Le processus de récupération
Les mesures de la mémoire épisodique ont ces dernières années évolué vers la prise en compte de deux composantes essentielles que sont les réponses dépendant de la récupération contrôlée et celles qui s’appuient sur un accès direct à la trace par un simple jugement de familiarité. Ces deux formes de réponses se distinguent également par la forme de la conscience associée au souvenir. On parle de conscience autonoétique pour la première et de conscience noétique pour la seconde [24]. À l’aide du paradigme R/K[25], il est maintenant devenu classique d’évaluer séparément ces deux formes d’accès à l’information stockée par une approche de nature introspective qui vise à évaluer les états de conscience accompagnant la reconnaissance. Dans ces études, le sujet doit donner une indication qualitative sur la nature des opérations mentales qu’il a effectuées au moment de la récupération de l’item. Les réponses sont ainsi classées en réponses Remember (R) lorsque la reconnaissance est accompagnée du souvenir de la représentation élaborée au moment de l’apprentissage et en réponses Know (K) lorsque l’item est reconnu en dehors de tout accès à l’information relative au contexte d’apprentissage, et donc par simple jugement de familiarité. Plusieurs travaux réalisés dans le domaine du vieillissement ont montré que le nombre de réponses R diminuait avec l’âge alors que le nombre de réponses K restait stable, ou même augmentait légèrement [26]. Cette observation suggère que le vieillissement affecte principalement la possibilité de reconstruction des souvenirs épisodiques intégrant les détails contextuels à l’information cible. Or, la récupération, et donc les performances en mémoire épisodique, dépendent de façon prépondérante de cette possibilité.

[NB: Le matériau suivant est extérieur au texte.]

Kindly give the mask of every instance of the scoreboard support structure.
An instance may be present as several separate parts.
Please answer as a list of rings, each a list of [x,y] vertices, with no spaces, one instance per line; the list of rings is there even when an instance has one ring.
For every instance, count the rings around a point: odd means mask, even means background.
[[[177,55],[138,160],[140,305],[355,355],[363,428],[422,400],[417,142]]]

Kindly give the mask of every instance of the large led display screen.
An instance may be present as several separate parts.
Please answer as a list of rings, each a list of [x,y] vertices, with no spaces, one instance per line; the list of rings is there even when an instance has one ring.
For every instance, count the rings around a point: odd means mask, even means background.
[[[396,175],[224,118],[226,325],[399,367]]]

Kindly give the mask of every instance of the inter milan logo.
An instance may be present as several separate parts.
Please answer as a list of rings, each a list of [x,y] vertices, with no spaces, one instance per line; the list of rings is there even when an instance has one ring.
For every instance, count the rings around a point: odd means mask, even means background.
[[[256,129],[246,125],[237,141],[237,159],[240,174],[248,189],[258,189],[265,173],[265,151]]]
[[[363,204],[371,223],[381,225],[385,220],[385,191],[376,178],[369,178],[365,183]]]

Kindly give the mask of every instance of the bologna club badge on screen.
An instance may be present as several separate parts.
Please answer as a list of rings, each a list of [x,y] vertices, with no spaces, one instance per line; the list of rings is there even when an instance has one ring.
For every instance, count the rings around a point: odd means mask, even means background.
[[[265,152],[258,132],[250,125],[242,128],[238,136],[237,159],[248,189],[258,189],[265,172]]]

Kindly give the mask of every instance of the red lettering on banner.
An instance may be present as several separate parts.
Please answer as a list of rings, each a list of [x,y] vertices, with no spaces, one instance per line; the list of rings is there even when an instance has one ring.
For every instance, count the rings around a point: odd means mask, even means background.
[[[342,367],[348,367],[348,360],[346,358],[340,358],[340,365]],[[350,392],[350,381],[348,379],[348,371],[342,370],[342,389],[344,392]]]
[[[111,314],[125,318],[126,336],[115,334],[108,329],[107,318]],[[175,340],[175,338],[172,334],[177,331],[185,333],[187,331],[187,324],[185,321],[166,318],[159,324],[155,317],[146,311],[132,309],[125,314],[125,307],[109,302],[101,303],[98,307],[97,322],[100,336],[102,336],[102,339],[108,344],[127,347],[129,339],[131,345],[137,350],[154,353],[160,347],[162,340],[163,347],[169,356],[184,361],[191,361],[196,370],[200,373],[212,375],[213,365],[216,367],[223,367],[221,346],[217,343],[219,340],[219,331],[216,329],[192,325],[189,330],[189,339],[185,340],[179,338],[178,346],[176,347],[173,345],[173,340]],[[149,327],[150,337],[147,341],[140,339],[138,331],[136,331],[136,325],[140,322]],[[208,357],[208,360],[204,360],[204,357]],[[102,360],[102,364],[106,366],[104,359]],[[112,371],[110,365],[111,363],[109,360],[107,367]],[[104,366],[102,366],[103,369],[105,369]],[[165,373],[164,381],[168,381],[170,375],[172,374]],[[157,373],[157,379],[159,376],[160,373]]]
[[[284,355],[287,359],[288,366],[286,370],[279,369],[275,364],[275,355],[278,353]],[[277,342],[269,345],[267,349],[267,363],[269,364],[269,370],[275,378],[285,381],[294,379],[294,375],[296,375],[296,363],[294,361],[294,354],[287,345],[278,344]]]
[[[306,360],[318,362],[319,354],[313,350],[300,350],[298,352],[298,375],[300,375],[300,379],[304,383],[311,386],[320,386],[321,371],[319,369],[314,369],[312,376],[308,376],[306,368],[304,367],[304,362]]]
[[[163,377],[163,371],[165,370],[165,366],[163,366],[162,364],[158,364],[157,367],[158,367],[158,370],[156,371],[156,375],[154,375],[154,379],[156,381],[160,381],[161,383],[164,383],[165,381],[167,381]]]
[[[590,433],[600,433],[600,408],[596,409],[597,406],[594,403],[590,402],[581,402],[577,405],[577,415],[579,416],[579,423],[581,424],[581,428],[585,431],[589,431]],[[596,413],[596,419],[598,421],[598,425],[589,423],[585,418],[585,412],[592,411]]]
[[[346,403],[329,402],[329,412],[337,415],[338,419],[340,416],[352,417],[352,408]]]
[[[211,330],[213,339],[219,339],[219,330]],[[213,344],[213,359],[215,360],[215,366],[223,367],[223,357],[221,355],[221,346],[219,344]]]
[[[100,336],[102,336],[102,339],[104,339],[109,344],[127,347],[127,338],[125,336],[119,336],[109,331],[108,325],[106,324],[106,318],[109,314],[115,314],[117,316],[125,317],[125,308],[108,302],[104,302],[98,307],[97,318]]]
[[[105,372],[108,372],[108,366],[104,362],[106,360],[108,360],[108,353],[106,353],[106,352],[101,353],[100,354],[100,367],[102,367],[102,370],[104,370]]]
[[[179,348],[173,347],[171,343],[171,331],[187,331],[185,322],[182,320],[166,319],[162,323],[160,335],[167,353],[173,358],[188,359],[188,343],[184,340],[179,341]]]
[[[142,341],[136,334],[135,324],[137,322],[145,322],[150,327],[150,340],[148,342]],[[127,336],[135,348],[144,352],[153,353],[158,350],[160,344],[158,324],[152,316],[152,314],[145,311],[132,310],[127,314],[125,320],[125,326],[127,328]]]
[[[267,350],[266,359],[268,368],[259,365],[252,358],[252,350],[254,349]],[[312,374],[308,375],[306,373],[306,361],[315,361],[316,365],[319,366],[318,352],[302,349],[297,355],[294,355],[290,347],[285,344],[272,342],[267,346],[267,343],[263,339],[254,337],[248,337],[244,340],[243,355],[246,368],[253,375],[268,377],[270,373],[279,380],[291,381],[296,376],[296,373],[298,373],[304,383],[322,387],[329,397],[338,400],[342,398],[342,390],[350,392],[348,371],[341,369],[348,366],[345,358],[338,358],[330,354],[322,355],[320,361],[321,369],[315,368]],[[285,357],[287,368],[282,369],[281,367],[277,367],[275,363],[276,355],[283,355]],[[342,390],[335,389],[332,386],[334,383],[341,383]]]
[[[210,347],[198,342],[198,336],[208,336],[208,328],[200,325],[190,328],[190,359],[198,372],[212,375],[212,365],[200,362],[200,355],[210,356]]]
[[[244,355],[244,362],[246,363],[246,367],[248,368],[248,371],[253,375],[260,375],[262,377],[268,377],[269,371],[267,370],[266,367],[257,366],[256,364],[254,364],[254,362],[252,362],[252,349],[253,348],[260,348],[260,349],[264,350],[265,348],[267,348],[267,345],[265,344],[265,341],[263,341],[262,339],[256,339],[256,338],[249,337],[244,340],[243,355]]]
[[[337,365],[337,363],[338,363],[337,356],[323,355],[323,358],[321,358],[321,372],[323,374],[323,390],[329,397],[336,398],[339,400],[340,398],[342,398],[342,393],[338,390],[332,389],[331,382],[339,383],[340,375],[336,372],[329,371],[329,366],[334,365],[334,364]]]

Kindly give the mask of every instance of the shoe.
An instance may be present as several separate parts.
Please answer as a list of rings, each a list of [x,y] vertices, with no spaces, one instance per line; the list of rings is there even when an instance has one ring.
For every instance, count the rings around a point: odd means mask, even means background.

RÔLE DES RESSOURCES DE TRAITEMENT
La réduction de la vitesse de traitement
Cette approche théorique repose sur des observations déjà anciennes selon lesquelles le vieillissement s’accompagne d’un ralentissement général de traitement qui inclut l’ensemble des processus perceptifs, moteurs et cognitifs. Ainsi, plusieurs travaux ont montré, dans diverses tâches cognitives, que le temps de réponse des sujets âgés était environ 1,5 fois plus long que celui des sujets jeunes. On suppose l’existence d’une base neuronale à ce ralentissement dont la nature exacte reste à préciser. En accord avec cette hypothèse, certains travaux ont montré à l’aide de l’électroencéphalographie que la latence des potentiels évoqués associés aux activités cognitives est plus longue chez les sujets âgés comparée aux sujets jeunes [27].